Found and marked the new laying queen today - the bees were happy and calm on the combs. I'll be treating for mites with Apilife Var starting tomorrow. 
-E.


----------



## nc checkers (Apr 4, 2006)

How will you use Apilife var in a TBH? Where will you place the wafers? I have a first year TBH that I may want to treat and feed but I am not sure how to do either.
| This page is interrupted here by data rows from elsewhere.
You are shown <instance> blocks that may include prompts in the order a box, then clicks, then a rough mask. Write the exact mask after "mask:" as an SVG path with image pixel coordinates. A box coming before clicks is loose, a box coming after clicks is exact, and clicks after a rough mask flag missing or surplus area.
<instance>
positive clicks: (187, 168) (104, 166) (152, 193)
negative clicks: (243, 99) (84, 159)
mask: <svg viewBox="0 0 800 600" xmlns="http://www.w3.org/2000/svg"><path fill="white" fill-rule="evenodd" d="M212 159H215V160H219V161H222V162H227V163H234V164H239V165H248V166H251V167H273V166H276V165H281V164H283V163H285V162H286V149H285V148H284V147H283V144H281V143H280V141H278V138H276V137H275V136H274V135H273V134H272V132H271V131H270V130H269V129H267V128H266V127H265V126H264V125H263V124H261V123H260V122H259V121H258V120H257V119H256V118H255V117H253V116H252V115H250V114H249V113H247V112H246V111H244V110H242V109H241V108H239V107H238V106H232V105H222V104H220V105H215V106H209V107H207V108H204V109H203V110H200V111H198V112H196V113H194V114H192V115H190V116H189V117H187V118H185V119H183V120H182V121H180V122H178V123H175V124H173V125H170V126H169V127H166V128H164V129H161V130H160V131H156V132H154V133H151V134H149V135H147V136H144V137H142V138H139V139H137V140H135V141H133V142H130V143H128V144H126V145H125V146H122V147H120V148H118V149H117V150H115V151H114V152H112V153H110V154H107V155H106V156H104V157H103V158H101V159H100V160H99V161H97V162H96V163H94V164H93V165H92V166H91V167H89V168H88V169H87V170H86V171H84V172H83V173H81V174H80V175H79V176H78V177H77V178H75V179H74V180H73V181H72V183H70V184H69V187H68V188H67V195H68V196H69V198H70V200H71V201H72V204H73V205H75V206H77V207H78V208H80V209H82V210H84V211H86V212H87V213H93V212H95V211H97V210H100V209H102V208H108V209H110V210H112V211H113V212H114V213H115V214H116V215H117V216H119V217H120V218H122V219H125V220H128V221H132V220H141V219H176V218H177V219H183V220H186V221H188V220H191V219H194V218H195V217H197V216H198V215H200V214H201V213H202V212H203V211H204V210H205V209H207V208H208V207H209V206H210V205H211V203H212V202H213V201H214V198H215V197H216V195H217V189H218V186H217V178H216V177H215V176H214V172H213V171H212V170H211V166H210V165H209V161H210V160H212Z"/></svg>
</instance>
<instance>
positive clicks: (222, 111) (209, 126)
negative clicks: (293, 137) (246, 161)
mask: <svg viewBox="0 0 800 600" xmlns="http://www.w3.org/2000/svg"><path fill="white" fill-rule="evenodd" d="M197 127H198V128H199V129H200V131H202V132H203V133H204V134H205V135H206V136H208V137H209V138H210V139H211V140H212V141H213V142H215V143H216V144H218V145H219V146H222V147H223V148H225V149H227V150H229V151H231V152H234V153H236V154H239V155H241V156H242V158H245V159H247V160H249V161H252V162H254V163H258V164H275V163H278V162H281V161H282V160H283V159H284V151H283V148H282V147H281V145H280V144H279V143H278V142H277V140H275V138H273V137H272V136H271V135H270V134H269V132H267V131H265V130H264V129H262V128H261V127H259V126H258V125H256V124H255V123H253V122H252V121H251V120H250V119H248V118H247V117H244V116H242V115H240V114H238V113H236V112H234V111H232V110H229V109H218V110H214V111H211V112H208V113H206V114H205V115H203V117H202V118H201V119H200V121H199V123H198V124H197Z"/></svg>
I have several hives very low on stores and when feeding some a few weeks ago they got robbed out. I have resorted to feeding some strong hives and moving frames of capped honey to the light and weak hives.


----------



## Maine_Beekeeper (Mar 19, 2006)

I modified my top bars prior to install by sanding them down and creating a groove (like a little canoe) between some of the bars. 
This allows the bees access to the 'roof area' where I can feed with a baggie feeder or treat with Apilife Var - when I don't want the bees to have access to that space I just put a piece of plastic "mesh" needlepoint base over the area with the grooves.


----------



## redfish (Sep 28, 2009)

Maine_Beekeeper said:


> I modified my top bars prior to install by sanding them down and creating a groove (like a little canoe) between some of the bars.
> This allows the bees access to the 'roof area' where I can feed with a baggie feeder or treat with Apilife Var - when I don't want the bees to have access to that space I just put a piece of plastic "mesh" needlepoint base over the area with the grooves.


I've been trying to figure out a good way to feed, can you please post pictures of your hive or just one of the top bars with that groove in it?
I was considering a partition board with a small hole in it allowing bees to feed on fondant in the open rear of the hive but your way seems better and still works if all the bars are occupied with no room left in the TBH.
Thank you


----------



## LenInNorCal (Feb 28, 2009)

Make a follower board that does not reach the bottom but has enough space for a boardman feeder (the poochy out part) to insert at the base which, as stated, does not reach the bottom of the hive; 3/8" from the bottom, or at least the height of the feeder. Then put the feeder directly into the hive behind the follower board so the only thing that pooches into the hive is the metal, or plastic extension of the feeder and the bees can crawl into and drink.
Oh, and you have to make a small cleat that goes next to the feeder so the bees won't get back there. Makes your hive less than 1 bar shorter since you can use 1x 12 which is only 3/4" thick.
If I knew how to do photos, I would, so don't ask.


----------



## redfish (Sep 28, 2009)

Thanks Len,
That sounds like a plan...a lot easier that what I was thinking of....thank you...


----------